Alasan terakhir inilah yang dinilainya paling kuat karena memiliki kepentingan yang sangat besar. Apalagi, penjualan bibit ini menghasilkan keuntungan yang luar biasa besar. Ujung-ujungnya proses penyensoran yang terdiri dari sekian langkah bisa dipotong jadi hanya beberapa langkah saja.

"Ini bukan hal baru, hanya tak pernah terekspos bagaimana produk bisa lolos di pengkarantinaan," katanya.
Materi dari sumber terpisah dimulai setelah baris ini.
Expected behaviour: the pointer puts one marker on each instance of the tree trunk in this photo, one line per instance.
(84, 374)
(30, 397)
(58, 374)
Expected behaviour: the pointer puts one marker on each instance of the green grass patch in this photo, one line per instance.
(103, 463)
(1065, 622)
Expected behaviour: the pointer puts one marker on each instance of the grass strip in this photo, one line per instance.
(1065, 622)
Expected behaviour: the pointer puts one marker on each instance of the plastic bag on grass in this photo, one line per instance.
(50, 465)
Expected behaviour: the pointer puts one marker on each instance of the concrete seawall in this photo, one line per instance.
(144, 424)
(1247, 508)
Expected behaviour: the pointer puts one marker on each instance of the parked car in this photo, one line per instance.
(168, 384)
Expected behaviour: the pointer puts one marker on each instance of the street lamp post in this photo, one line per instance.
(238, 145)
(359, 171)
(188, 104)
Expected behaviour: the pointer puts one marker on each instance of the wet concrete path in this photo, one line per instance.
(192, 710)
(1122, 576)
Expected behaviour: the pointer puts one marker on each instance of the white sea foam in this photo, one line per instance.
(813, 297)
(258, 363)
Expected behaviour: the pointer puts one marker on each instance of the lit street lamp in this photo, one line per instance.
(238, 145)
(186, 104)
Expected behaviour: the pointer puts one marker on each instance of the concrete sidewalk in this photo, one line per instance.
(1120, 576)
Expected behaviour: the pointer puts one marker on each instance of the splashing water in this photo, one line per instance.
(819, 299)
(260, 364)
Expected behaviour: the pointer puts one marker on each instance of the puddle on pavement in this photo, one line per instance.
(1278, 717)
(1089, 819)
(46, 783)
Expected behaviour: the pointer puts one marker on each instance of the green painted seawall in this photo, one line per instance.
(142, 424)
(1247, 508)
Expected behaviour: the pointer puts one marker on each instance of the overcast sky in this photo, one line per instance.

Dalam hal benih tanaman, ada kemungkinan jika Indonesia tak kuat mengamankan produk-produk ini maka akan terjadi ledakan hama baru yang tak bisa diantisipasi. Produk-produk yang membawa bibit penyakit ini berpotensi menimbulkan jenis penyakit baru di Indonesia.

Serangan hama penyakit yang disebabkan masuknya bibit penyakit yang terbawa dalam bibit yang diimpor, baik lewat jalur resmi maupun illegal telah berulangkali terjadi. Ia juga membeberkan sejumlah serangan hama akibat benih-benih berpenyakit, yang datanya telah dikonfirmasikan dengan departemen proteksi tanaman IPB.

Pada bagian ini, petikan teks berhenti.